Geospatial Data Science in Python
This course will provide students with the knowledge and tools to turn data into meaningful insights, with a focus on real-world case studies in the urban planning and public policy realm. Focusing on the latest Python software tools, the course will outline the "pipeline" approach to data science. It will teach students the tools to gather, visualize, and analyze datasets, providing the skills to effectively explore large datasets and transform results into understandable and compelling narratives. The course is organized into five main sections: Exploratory Data Science; Introduction to Geospatial Data Science; Data Ingestion & Big Data; Geospatial Machine Learning; Data Visualization & Storytelling.
Satellite remote sensing is the science of converting raw aerial imagery in to actionable intelligence about the built and natural environment. This course will provide students the foundation necessary for application of machine learning algorithms on satellite imagery. Use cases include building footprint detection, multi-class object detection in cities and land cover/land use classification. The students will learn basic concepts of machine learning, including unsupervised and supervised learning, model selection, feature elimination, cross-validation and performance evaluation. After learning traditional methods and algorithms, the course will focus on recent deep learning methods using convolutional neural networks and their application on semantic image segmentation. Prerequisites include 'Geospatial Data Science in Python' or equivalent.

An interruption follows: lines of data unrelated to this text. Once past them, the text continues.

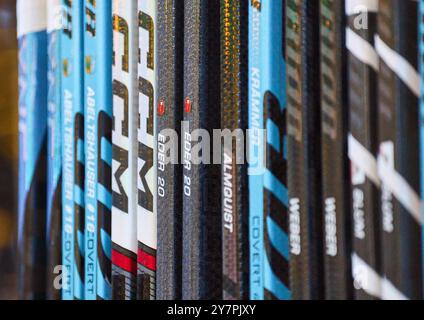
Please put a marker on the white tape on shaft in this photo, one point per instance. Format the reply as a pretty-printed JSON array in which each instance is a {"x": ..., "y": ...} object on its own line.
[
  {"x": 31, "y": 16},
  {"x": 363, "y": 159},
  {"x": 54, "y": 15}
]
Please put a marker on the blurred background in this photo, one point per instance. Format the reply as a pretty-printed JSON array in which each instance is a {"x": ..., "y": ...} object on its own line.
[{"x": 8, "y": 146}]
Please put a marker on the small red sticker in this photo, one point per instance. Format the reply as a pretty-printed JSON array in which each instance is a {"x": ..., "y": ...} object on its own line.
[
  {"x": 187, "y": 105},
  {"x": 161, "y": 108}
]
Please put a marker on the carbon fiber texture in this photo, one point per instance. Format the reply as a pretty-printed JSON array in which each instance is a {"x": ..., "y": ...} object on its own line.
[
  {"x": 234, "y": 72},
  {"x": 335, "y": 165},
  {"x": 362, "y": 104}
]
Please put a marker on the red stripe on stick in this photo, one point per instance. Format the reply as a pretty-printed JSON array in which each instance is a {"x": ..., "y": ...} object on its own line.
[
  {"x": 146, "y": 260},
  {"x": 124, "y": 262}
]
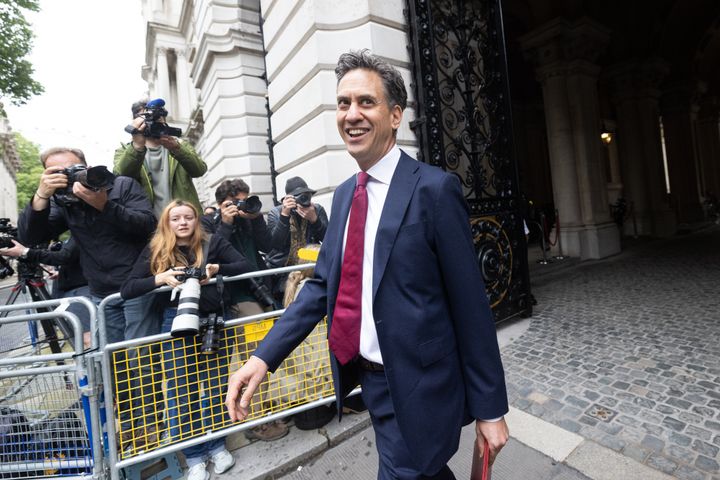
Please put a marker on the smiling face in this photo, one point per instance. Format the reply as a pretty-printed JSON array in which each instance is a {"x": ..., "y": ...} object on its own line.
[
  {"x": 182, "y": 222},
  {"x": 366, "y": 122}
]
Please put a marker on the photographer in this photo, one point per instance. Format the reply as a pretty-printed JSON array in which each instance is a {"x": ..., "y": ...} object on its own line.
[
  {"x": 70, "y": 281},
  {"x": 239, "y": 221},
  {"x": 180, "y": 243},
  {"x": 294, "y": 224},
  {"x": 164, "y": 165},
  {"x": 111, "y": 227}
]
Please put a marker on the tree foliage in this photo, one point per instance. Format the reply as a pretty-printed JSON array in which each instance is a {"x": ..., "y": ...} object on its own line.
[
  {"x": 28, "y": 176},
  {"x": 16, "y": 38}
]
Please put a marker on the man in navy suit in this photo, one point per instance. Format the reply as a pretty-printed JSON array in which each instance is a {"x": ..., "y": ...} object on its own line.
[{"x": 427, "y": 356}]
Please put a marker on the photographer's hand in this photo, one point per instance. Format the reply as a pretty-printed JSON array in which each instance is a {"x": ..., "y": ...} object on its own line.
[
  {"x": 51, "y": 180},
  {"x": 171, "y": 143},
  {"x": 211, "y": 270},
  {"x": 228, "y": 212},
  {"x": 138, "y": 138},
  {"x": 308, "y": 213},
  {"x": 15, "y": 251},
  {"x": 168, "y": 277},
  {"x": 289, "y": 204},
  {"x": 97, "y": 200}
]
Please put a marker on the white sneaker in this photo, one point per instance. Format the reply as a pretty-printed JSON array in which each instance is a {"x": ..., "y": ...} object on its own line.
[
  {"x": 223, "y": 461},
  {"x": 198, "y": 472}
]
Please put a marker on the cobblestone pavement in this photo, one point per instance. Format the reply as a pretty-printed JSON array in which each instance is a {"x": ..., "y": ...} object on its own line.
[{"x": 626, "y": 352}]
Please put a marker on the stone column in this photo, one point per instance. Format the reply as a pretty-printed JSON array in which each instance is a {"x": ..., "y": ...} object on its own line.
[
  {"x": 186, "y": 101},
  {"x": 563, "y": 53},
  {"x": 162, "y": 73},
  {"x": 708, "y": 136},
  {"x": 634, "y": 91},
  {"x": 679, "y": 107}
]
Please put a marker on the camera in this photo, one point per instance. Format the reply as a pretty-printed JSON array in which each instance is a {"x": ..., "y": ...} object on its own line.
[
  {"x": 304, "y": 199},
  {"x": 187, "y": 320},
  {"x": 211, "y": 326},
  {"x": 95, "y": 178},
  {"x": 154, "y": 111},
  {"x": 251, "y": 204},
  {"x": 8, "y": 233},
  {"x": 261, "y": 293}
]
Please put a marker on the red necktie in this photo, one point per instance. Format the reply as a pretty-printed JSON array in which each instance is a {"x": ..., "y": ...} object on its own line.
[{"x": 345, "y": 328}]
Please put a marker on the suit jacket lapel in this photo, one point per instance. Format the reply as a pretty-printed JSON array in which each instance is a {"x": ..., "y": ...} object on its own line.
[
  {"x": 401, "y": 190},
  {"x": 344, "y": 196}
]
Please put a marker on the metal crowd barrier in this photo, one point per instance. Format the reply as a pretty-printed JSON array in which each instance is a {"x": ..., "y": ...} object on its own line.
[
  {"x": 172, "y": 396},
  {"x": 48, "y": 412}
]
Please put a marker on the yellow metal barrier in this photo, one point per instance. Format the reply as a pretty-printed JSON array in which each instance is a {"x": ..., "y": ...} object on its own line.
[{"x": 184, "y": 396}]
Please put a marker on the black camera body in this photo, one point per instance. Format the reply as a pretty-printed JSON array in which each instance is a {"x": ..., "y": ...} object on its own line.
[
  {"x": 8, "y": 233},
  {"x": 250, "y": 205},
  {"x": 304, "y": 199},
  {"x": 95, "y": 178},
  {"x": 154, "y": 127},
  {"x": 191, "y": 272}
]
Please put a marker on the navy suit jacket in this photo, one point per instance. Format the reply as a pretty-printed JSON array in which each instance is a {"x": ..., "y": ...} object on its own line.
[{"x": 434, "y": 324}]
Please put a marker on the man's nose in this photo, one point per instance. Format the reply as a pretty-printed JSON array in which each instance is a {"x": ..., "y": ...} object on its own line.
[{"x": 353, "y": 112}]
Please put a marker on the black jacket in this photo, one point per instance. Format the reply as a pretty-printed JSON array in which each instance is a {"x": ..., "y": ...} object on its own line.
[
  {"x": 109, "y": 241},
  {"x": 67, "y": 259},
  {"x": 141, "y": 280},
  {"x": 279, "y": 227}
]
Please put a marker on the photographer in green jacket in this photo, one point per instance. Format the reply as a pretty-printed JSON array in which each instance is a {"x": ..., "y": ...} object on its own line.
[{"x": 164, "y": 165}]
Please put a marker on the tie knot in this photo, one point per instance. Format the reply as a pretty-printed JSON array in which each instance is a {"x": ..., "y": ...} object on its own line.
[{"x": 363, "y": 177}]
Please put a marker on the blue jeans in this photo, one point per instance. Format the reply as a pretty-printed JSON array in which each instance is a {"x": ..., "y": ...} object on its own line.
[
  {"x": 126, "y": 320},
  {"x": 186, "y": 369}
]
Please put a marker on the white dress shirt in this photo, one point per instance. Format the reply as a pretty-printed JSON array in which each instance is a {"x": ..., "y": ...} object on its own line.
[{"x": 377, "y": 188}]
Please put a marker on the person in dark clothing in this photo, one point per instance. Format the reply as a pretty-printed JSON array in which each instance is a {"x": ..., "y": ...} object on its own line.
[
  {"x": 111, "y": 228},
  {"x": 248, "y": 233},
  {"x": 293, "y": 224},
  {"x": 179, "y": 243},
  {"x": 70, "y": 281}
]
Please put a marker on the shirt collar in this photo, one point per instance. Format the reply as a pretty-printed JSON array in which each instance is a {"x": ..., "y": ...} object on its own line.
[{"x": 384, "y": 169}]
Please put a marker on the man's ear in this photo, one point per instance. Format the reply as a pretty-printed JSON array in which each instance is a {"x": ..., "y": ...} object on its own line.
[{"x": 396, "y": 120}]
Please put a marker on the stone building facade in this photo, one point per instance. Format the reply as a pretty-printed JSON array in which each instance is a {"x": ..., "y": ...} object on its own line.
[{"x": 252, "y": 82}]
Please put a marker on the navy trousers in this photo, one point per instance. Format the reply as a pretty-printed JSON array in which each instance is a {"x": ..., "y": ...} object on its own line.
[{"x": 395, "y": 461}]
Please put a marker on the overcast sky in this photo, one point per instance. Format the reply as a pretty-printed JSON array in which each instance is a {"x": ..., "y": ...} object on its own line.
[{"x": 88, "y": 55}]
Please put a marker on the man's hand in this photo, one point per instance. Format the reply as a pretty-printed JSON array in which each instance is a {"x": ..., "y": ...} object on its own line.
[
  {"x": 97, "y": 200},
  {"x": 15, "y": 251},
  {"x": 50, "y": 181},
  {"x": 168, "y": 277},
  {"x": 289, "y": 205},
  {"x": 211, "y": 270},
  {"x": 171, "y": 143},
  {"x": 139, "y": 138},
  {"x": 496, "y": 433},
  {"x": 249, "y": 377},
  {"x": 308, "y": 213}
]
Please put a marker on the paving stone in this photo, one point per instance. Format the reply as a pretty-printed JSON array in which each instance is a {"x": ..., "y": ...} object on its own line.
[
  {"x": 688, "y": 473},
  {"x": 705, "y": 448},
  {"x": 653, "y": 443},
  {"x": 707, "y": 464},
  {"x": 659, "y": 462},
  {"x": 674, "y": 424}
]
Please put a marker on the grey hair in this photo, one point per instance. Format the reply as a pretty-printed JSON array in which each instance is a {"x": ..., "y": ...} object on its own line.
[
  {"x": 392, "y": 80},
  {"x": 55, "y": 150}
]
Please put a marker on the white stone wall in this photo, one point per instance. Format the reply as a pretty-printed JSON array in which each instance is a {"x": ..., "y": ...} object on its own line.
[
  {"x": 303, "y": 40},
  {"x": 9, "y": 164},
  {"x": 220, "y": 48}
]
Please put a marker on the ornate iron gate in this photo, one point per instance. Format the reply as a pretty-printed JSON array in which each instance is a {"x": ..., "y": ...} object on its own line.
[{"x": 464, "y": 126}]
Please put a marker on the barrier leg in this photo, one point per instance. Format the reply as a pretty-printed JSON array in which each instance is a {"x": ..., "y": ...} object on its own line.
[{"x": 163, "y": 468}]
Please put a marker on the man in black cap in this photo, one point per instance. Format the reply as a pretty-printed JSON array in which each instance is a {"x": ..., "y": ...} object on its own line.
[{"x": 293, "y": 224}]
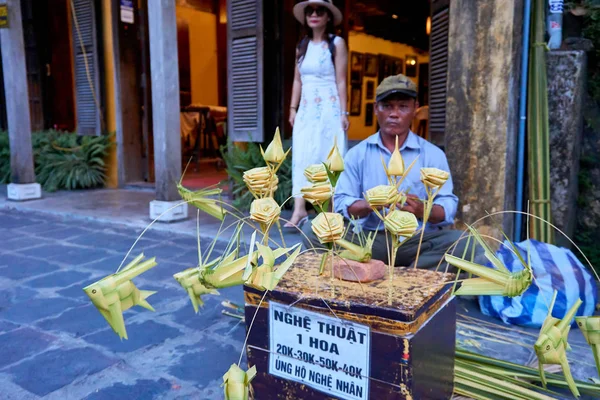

This course offers students an opportunity to work closely with faculty, staff, local practitioners, and each other on independent projects that involve the development and/or application of geographic information system (GIS) technology.
Musa/Smart Cities Practicum
This course pairs students with cities to work on real world data science projects. Students will develop the entire pipeline over the course of the semester. This includes the collection of unstructured data, development of spatial and statistical analytics and the visualization of these analytics by way of data dashboards.